You can inspect the initial IR code by calling the pretty printer:
qft.print()
And emit QASM2 code
from bloqade.qasm2.emit import QASM2 # the QASM2 target
from bloqade.qasm2.parse import pprint # the QASM2 pretty printer
target = QASM2()
ast = target.emit(main)
pprint(ast)
Understanding the compilation process
The compilation process is divided into several stages:
- Lowering: the decorator
qasm2.extended
takes the Python Abstract Syntax Tree (AST) and lowers it into Kirin IR in the Static Single Assignment (SSA) form. - Interpretation: when invoking the PyQrack backend, the IR code is interpreted via Kirin's IR interpreter (missing link) with the PyQrack runtime backend.
- Target code generation: when emitting QASM2 code:
- The IR code gets aggressively inlined and all constant expressions are evaluated.
- All loops and control flow are unrolled.

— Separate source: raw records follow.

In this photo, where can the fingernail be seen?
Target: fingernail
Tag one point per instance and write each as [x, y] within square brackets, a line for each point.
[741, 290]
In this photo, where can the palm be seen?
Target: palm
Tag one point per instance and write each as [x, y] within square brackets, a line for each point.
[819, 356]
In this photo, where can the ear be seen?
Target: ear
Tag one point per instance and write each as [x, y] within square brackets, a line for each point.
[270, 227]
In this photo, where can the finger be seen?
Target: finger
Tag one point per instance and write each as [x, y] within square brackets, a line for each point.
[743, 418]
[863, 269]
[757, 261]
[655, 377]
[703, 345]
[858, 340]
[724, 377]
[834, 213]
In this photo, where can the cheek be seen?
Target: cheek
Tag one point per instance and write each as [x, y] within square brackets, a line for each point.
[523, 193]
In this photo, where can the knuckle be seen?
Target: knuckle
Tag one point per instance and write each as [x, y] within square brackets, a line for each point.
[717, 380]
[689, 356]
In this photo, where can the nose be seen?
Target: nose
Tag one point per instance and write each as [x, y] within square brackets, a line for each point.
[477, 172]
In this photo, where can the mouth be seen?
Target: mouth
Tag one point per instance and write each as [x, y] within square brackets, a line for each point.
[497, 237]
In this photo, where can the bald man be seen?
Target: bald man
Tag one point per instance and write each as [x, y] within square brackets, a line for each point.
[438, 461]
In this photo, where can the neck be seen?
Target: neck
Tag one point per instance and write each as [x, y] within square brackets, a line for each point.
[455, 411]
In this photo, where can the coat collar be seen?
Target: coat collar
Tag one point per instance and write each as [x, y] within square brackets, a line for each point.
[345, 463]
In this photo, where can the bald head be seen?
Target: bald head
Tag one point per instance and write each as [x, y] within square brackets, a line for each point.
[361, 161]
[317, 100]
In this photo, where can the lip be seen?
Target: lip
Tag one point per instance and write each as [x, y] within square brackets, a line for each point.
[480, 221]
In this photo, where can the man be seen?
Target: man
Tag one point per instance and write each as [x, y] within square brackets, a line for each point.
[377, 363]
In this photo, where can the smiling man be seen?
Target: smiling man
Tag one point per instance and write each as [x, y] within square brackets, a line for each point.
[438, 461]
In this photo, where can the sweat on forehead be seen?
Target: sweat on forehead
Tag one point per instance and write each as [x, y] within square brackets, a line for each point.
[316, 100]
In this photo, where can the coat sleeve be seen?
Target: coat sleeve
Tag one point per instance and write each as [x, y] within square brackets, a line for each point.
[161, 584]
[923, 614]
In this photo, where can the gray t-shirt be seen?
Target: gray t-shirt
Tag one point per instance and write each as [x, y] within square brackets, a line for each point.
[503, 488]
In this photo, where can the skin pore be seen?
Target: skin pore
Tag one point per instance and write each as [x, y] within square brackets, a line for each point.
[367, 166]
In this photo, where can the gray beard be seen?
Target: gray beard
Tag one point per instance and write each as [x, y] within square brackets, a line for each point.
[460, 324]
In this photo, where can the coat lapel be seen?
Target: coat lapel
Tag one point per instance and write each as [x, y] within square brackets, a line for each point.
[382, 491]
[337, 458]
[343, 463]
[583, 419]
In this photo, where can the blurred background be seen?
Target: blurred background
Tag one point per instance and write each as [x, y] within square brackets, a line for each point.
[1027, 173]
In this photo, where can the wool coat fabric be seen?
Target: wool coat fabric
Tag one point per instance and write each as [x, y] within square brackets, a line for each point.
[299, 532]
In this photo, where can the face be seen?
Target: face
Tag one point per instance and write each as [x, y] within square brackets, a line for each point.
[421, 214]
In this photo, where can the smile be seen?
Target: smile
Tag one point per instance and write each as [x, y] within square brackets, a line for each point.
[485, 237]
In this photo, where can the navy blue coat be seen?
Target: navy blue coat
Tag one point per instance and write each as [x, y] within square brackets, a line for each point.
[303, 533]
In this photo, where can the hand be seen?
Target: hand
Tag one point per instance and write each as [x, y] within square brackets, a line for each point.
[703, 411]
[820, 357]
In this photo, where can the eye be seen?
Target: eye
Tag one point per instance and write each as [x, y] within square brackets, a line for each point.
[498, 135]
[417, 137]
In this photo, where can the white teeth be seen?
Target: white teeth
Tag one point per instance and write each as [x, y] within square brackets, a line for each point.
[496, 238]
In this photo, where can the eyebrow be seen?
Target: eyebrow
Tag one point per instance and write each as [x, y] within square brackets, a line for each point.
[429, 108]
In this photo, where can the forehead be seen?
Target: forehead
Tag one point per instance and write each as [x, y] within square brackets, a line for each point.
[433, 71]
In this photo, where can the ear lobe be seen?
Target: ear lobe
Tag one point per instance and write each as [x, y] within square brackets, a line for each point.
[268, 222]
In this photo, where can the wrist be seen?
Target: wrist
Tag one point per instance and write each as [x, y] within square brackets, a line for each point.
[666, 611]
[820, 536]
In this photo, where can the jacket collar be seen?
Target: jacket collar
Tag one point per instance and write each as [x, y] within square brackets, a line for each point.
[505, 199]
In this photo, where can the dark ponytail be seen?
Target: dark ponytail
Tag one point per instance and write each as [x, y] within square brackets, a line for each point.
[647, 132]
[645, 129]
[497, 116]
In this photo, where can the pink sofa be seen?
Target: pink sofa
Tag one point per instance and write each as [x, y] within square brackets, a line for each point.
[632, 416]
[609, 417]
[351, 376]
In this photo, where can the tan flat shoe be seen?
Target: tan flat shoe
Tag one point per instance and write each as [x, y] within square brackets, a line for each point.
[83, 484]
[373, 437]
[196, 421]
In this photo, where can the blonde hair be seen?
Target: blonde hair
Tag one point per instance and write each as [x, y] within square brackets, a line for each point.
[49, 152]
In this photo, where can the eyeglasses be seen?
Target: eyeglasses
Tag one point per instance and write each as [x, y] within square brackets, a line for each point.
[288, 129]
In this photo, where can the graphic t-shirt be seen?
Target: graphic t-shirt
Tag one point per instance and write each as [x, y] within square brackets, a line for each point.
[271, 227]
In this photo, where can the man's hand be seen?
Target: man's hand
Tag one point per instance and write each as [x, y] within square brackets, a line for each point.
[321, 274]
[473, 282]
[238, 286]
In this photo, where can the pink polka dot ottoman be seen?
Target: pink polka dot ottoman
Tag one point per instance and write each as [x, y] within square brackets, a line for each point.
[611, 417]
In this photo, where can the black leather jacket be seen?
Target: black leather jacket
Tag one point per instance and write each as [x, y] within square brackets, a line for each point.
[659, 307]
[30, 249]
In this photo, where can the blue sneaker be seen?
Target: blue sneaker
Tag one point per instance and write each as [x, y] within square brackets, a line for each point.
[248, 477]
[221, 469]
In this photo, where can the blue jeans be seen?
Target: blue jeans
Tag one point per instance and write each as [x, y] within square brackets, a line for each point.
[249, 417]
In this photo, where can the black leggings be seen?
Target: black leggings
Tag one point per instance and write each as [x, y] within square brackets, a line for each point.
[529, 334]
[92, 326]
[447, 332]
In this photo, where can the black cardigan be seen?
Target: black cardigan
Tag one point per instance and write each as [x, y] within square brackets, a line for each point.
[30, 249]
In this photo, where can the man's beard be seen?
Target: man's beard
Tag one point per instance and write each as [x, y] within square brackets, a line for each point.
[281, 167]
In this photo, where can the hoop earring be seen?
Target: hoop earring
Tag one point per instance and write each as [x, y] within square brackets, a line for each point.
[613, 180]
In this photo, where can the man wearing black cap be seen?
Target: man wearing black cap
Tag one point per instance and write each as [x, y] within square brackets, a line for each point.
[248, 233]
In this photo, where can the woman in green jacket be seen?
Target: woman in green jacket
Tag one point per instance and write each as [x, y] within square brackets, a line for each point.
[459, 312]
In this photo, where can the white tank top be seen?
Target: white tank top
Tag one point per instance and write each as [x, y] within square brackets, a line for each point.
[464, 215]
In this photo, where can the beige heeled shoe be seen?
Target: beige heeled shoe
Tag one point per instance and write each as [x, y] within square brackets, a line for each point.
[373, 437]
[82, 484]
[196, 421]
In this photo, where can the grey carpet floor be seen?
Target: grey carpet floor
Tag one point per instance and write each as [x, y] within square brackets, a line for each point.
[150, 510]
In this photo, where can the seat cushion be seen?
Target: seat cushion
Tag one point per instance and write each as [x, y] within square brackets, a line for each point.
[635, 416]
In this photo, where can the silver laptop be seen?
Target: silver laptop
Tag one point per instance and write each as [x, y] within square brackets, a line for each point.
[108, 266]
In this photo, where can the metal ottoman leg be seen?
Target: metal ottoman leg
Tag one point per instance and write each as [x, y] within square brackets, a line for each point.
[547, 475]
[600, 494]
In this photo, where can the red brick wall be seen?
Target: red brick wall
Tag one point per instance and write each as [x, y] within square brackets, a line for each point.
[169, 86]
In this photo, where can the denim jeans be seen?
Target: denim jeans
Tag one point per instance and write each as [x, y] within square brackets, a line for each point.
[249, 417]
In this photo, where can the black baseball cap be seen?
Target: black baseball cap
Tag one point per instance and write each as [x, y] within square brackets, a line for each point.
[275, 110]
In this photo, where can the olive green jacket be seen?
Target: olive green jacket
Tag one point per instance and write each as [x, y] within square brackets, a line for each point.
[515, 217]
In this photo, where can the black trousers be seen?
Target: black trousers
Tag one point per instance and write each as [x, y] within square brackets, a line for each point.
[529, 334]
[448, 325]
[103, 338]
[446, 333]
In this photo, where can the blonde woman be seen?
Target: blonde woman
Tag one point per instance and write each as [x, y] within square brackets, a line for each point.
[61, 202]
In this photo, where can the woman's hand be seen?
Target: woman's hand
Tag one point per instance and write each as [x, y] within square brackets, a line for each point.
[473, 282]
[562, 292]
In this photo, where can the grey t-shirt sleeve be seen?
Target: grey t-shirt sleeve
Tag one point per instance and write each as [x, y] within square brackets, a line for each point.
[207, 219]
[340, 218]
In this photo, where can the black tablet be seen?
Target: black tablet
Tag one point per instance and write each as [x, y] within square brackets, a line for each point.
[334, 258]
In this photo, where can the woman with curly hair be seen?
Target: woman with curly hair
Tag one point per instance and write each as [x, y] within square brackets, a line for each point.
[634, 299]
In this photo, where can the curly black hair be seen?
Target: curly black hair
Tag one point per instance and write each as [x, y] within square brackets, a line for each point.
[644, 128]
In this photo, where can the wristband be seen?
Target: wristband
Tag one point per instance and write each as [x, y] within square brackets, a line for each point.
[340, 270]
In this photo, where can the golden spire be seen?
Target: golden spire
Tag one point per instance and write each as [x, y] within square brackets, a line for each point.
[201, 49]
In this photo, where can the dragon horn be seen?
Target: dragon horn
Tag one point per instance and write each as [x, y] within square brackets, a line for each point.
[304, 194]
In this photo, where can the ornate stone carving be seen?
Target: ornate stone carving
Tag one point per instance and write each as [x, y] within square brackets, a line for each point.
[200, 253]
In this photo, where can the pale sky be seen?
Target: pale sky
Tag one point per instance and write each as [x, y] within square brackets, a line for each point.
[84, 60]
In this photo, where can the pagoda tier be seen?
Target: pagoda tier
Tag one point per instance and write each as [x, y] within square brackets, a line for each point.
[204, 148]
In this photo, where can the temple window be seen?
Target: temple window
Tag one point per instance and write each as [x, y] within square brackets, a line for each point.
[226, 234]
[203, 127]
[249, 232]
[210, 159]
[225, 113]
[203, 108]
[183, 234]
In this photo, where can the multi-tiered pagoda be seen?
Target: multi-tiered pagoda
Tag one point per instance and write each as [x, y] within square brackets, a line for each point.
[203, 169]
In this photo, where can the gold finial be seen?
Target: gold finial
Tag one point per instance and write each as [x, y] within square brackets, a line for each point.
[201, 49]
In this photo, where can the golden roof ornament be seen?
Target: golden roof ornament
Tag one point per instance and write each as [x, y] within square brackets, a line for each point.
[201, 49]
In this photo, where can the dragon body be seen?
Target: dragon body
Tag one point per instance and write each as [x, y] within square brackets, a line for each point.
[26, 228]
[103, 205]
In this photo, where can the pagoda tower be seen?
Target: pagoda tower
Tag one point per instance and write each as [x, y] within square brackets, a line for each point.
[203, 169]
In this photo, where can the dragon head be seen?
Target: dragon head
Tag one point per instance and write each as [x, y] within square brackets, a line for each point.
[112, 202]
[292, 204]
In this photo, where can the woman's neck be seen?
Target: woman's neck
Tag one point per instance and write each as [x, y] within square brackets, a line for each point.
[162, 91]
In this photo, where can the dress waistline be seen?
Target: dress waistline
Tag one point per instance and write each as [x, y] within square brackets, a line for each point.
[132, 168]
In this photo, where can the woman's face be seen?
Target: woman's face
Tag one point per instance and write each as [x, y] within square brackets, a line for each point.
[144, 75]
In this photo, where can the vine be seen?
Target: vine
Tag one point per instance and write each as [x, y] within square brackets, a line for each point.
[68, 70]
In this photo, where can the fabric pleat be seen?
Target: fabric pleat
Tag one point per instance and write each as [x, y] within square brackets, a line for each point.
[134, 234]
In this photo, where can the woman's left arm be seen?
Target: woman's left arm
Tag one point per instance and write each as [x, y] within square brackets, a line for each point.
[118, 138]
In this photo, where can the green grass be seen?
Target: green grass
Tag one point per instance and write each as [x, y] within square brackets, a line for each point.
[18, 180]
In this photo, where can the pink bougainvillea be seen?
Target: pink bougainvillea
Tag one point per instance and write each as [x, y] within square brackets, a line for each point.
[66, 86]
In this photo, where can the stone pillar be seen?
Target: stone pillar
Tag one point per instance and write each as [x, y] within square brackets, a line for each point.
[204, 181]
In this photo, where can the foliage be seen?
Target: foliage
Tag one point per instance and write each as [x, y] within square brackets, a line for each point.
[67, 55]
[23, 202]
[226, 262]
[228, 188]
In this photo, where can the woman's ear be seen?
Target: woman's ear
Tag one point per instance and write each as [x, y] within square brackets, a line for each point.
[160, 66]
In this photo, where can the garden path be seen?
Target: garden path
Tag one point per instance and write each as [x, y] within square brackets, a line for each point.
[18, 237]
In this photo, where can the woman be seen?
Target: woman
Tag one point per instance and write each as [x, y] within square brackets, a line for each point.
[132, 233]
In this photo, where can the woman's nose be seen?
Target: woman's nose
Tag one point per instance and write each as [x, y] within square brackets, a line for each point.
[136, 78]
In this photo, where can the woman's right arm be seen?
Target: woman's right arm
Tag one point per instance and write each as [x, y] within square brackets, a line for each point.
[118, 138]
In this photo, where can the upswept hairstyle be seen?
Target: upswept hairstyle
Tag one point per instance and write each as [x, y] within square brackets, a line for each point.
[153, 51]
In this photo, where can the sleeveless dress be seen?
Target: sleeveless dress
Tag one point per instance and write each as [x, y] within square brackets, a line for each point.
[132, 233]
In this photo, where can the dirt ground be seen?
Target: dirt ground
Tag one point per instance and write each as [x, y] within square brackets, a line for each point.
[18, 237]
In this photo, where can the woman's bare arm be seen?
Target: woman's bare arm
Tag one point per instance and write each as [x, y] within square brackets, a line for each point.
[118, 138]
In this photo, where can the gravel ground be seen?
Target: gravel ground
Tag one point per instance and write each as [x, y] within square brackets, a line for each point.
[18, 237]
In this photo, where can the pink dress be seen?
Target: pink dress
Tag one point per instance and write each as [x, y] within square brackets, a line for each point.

- All compatible Python expressions (e.g
sin
, arithmetics) are translated into QASM2 expression. - The QASM2 code is emitted as QASM2 AST for pretty printing.
Progressive compilation
As well as writing circuit executions, you can also progressively transform and compile that circuit. For example, you may want to lower arbitrary single qubit unitaries into hardware-specific unitaries, as is done in this example. For more details on the kinds of circuit-level compiler passes and how to write your own, see here
Dialect groups
Bloqade provides a set of dialects (missing link) for QASM2 and our custom extensions to model parallel gates in neutral atom architectures. The basic QASM2 functionality can be enabled via
pip install bloqade[qasm2]
Extended QASM
The decorator qasm2.extended
is a group of smaller dialects:
extended = structural_no_opt.union(
[
inline,
uop,
glob,
noise,
parallel,
core,
]
)
where structural_no_opt
is the base dialect group that provides the basic control flow, common Python expressions (but not all), then:
core
provides the core QASM2 operations such as register allocation, measurement and reset.uop
provides the unary operations, such as standard Pauli gates, rotation gates, etc.
The following dialects are specific to neutral atom quantum computing as an extension:
glob
provides the global gates (Rydberg specific)noise
provides the noise channelsparallel
provides the parallel gate support (Rydberg specific).inline
dialect provides the inline QASM string
Strict QASM2 mode
While the qasm2.extended
decorator provides a lot of high-level features as an extension of QASM2, you may want to program in strict QASM2 mode for compatibility reasons. You can do this by using the qasm2.main
and qasm2.gate
decorators:
@qasm2.main
def main():
qasm2.h(0)
qasm2.cx(0, 1)
qasm2.measure(0)
qasm2.measure(1)
return qasm2.qreg(2)
which corresponding to the following QASM2 code:
OPENQASM 2.0;
include "qelib1.inc";
qreg q[2];
creg c[2];
h q[0];
cx q[0], q[1];
measure q[0] -> c[0];
measure q[1] -> c[1];
Note that the return
values are all ignored due to lack of equivalent in QASM2.